The sky was a rough gray sea, splashing great plumes of rain through the wood, and Pell ducked her head low against wet branches that crisscrossed their path. Increasingly, it looked as if the last person to travel this way had done so months or even years before.
At a turn in the path, a fallen tree blocked the way, and she stopped. Dicken waited patiently while she stood listening to the creaking wood. It groaned and chattered to her in its strange familiar language, and eventually, with a sigh, Pell began to push through the dense undergrowth as best she could, limping around the far edge of the great vertical spread of roots. Brambles and nettles tore at her clothing, but Dicken tiptoed behind her weightlessly, placing each foot with precision before choosing a spot for the next. She emerged at last onto the path once more, brushed herself down, and walked only another hundred paces before the wood opened abruptly onto a long sloping meadow, washed clean by the rain and lit by a break in the sullen sky. Even Dicken stopped to look.

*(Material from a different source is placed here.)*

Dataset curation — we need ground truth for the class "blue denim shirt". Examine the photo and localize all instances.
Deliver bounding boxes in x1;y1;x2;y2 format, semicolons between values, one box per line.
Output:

As Pell stared, Dicken bolted suddenly into the tall autumn grass. A moment later he sprang up, locked in growling embrace with a large paper-thin dog whom the golden field rendered nearly invisible. The strange dog bowled and pinned Dicken in no time, holding him with a firm grip on the throat that tightened when he tried to wriggle free.
“Leave him!” Pell shouted, trying to get a grip on the assailant, who slipped through her fingers like flax. Flipping and struggling on the ground, the dogs formed a single tangle of snarling fur, till all at once the strange dog released his grip and raced off. Dicken shot back to Pell like the youngster he still was, and pressed himself against her, trembling with nervous elation and fear.
Pell followed the other dog’s progress through the grass, and at last caught sight of the man. He had the sun behind him, but his outline was unmistakable. He stopped when he saw her, and they stared at each other, one no less surprised than the other. She strode toward him.
“I want my brother,” she said. “And my horse.”
His expression was blank.
“And my money.”
“What has any of this to do with me?”
“Your friend Harris is a thief.”
She saw him pause for the briefest instant. “Whatever he’s done is not my affair.”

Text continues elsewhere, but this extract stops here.